Integrating Purgit Into Your Document Pipeline via API
How to integrate Purgit's API into your document workflows. Covers authentication, the scan-sanitize-verify flow, code examples, and webhook setup.
Why integrate via API
Purgit's web interface handles individual document scanning and sanitization. But if your organization processes documents at volume — contract management systems, report generators, document publishing workflows, automated compliance pipelines — you need metadata handling integrated directly into your software.
The Purgit API provides programmatic access to the same scan, sanitize, and verify capabilities available in the web interface.
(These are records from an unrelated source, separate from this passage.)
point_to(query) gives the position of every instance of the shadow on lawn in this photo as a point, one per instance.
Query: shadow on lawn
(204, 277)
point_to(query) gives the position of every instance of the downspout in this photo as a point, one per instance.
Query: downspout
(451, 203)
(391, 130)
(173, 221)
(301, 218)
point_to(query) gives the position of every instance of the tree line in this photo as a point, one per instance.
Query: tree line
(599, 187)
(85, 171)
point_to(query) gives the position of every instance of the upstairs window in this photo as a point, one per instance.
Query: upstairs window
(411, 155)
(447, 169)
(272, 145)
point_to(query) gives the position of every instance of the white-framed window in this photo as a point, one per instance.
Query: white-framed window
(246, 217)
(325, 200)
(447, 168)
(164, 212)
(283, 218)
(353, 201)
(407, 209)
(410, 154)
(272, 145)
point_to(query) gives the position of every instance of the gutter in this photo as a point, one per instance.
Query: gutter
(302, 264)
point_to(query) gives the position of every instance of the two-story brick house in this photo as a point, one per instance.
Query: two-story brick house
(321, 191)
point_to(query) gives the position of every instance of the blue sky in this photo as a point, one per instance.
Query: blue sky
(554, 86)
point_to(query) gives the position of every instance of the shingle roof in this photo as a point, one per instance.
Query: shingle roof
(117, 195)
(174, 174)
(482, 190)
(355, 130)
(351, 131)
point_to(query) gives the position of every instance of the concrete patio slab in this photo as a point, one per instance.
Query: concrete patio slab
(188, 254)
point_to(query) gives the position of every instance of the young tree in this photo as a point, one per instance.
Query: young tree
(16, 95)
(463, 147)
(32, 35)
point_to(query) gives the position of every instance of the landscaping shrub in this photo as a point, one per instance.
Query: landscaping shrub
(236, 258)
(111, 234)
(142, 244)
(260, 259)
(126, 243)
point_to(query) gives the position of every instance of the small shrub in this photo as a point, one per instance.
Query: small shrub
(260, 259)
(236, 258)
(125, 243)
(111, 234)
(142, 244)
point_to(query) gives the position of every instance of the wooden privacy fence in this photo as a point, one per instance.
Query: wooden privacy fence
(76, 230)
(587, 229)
You send a document, receive a metadata report, request sanitization, and get back a clean file with verification results.
Authentication
API keys
All API requests require authentication via Bearer token. Generate API keys from your Purgit dashboard under Settings > API Keys.
Authorization: Bearer purgit_live_sk_abc123...
Key management best practices
- Generate separate keys for each integration (one for your CMS connector, one for your CI pipeline, one for your email gateway)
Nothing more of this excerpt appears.